São Paulo é mais humilde,  está acostumada a ser mau tratada. É feia, sim, mas tem espelho em casa. Sabe que não pode sair botando banca. Ela te pega aos poucos, vai comendo pelas beiradas. Conquista primeiro o seu conforto, depois sua simpatia. Quando você se dá conta, não sabe mais viver sem ela.  
São Paulo aceita tranquilamente ser “a outra” até porque é a outra cidade de quase todo mundo que mora nela. Aqui, como não podia deixar de ser, aprendi os tons de cinza: não existe só feio e bonito, perto ou longe, verão ou inverno. Todas as estações do ano podem acontecer em um dia e isso dá uma sensação de liberdade danada. Apesar da dureza aparente, São Paulo é muito flexivel.

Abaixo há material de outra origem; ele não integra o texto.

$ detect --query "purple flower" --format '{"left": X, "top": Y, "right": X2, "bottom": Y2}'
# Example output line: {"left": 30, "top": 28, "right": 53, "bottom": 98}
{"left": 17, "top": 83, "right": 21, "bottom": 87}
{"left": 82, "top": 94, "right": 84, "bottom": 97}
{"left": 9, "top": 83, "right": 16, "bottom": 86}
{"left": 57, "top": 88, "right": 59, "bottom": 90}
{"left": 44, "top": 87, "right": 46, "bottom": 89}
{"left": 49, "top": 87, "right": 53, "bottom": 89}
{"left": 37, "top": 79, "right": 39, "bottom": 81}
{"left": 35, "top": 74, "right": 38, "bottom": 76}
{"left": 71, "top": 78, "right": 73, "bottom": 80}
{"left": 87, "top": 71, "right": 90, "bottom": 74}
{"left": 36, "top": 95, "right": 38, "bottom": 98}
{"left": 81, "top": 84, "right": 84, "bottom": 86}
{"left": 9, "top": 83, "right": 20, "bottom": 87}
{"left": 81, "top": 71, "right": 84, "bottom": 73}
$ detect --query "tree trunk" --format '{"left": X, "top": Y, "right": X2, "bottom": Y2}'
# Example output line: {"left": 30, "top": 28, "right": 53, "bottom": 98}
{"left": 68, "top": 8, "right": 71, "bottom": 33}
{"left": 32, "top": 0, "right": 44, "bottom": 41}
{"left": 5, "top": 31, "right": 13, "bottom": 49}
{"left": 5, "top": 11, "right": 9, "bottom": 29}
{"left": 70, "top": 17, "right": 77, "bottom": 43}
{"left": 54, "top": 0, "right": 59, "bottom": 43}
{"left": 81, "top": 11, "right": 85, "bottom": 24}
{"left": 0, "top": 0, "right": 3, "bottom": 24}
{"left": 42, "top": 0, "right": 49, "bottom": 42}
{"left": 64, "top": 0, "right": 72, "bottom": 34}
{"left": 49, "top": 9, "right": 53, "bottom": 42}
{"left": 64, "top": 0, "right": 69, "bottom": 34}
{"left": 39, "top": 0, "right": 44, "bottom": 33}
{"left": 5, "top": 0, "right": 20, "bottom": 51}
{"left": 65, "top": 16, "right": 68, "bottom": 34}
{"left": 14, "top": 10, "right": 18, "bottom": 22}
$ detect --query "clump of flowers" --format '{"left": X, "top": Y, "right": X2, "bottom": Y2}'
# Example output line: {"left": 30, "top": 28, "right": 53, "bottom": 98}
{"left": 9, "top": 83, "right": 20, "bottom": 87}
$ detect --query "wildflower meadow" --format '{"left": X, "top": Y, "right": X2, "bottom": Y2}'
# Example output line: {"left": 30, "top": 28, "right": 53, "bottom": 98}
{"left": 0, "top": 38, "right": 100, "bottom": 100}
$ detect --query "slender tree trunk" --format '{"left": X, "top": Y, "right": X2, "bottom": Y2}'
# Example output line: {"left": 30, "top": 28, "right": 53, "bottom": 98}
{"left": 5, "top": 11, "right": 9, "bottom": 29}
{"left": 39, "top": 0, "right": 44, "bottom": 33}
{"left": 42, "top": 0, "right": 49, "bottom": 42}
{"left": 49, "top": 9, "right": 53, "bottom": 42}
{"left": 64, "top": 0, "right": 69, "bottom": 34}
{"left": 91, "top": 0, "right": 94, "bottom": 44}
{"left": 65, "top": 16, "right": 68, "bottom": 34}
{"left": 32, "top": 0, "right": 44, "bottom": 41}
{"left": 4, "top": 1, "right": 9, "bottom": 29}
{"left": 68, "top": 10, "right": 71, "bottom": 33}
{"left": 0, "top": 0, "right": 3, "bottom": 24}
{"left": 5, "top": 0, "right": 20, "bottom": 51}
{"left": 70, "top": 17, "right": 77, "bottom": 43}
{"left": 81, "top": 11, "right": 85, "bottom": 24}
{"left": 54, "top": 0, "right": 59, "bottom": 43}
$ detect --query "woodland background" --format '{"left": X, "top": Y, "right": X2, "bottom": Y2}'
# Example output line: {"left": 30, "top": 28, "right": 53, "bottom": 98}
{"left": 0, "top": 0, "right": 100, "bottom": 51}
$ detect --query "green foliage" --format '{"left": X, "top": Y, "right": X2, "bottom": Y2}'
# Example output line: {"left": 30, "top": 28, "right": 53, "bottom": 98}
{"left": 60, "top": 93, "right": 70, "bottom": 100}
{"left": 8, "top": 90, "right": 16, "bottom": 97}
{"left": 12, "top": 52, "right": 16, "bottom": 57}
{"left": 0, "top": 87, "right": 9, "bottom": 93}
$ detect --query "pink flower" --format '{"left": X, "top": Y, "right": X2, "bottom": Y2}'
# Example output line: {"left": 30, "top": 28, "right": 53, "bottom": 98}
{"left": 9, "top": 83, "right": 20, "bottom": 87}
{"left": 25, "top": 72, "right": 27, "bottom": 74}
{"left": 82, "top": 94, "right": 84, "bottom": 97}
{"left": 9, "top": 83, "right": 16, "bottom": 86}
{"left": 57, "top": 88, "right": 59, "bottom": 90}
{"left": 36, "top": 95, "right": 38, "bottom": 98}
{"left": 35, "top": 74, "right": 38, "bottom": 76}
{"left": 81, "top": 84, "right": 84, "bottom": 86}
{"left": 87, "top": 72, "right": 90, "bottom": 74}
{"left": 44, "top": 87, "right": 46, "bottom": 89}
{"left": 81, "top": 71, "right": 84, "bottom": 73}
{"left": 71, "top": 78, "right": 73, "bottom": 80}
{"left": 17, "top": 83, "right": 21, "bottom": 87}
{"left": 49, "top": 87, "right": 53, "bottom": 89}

“Que palhaçada! Liberdade é correr na praia de manhã”, seus amigos vão dizer – e estão certos também. A natureza do Rio te dá o horizonte como limite. Mas a sombra e água fresca causavam em mim certa preguiça de ir até lá. O Rio é uma mãe manipuladora, que manda e desmanda e você nem percebe porque é gostoso receber as ordens dela. “Vá a praia, sorria, coma direito, fica mais um pouquinho, descansa.”
São Paulo não é mãe de ninguém. Nem vem pedir colo que aqui não tem, se vira malandro. O que é que você vai fazer com essa tal liberdade?, já perguntava o pagode paulistano anos atrás. São Paulo impõe muito pouco. Ela vai ser interessante, se você for. É uma relação de parceria, tá longe de ser amor incondicional.  No Rio, basta estar ali. Aqui não. Não se vive EM São Paulo, mas COM São Paulo.
Se isto é melhor que aquilo, não dá pra dizer, nem precisa. Fui muito feliz com o Rio mandando em mim por 27 anos. Eu sentia tanta obrigação de ir a praia, que de vez em quando torcia pra estar chovendo só pra eu poder fazer qualquer outra coisa. Só um carioca pode entender esse sentimento.
 O Rio é uma linda história com começo, meio e fim e todos viveram felizes para sempre. São Paulo é assunto pra vida toda, é futuro que não acaba mais, final aberto. Se nem o meu GPS consegue dar conta de tanta atualização e novidade, imagina eu.
Quando dá preguiça de ir tão pra frente, eu voo pro Flamengo, pra vista pro mar, pra tudo que eu já conheço. Depois de uma semana volto correndo com saudade do meu anonimato, saudade de ser de fora. Taí mais uma coisa coisa boa que só um exilado pode sentir: o prazer de dizer numa mesa “sim, eu sou carioca” com certo ar de superioridade, sabendo que vai atrair algumas antipatias,  mas certamente toda a atenção do mundo.
O carioca se acha sim, e se acha porque é. É um luxo ser do Rio. Nós somos uma grife que eu, pelo menos, uso sem parcimônia, em estampas bem grandes. E o paulista, generoso que só, abre espaço pra toda essa prepotência e gosta da gente. Um paulista vê muito mais graça num carioca do que um carioca vê em outro carioca.
Mas não é esse textinho bobo que vai fazer meus amigos mudarem de ideia e me absolverem. “Quem diria, até a Patricia se vendeu,” eles vão dizer. Carioca não se enrola nem se convence, eu sei bem.  Por isso, se você sair do Rio pra morar em São Paulo, já vai sabendo: você será sempre considerado um traidor. Mas, talvez pra aliviar a culpa que ainda sinto, peço clemência ao júri: traidor não, vai. No máximo me deixa ser condenada por bigamia: sou capaz de ter dois amores profundos ao mesmo tempo.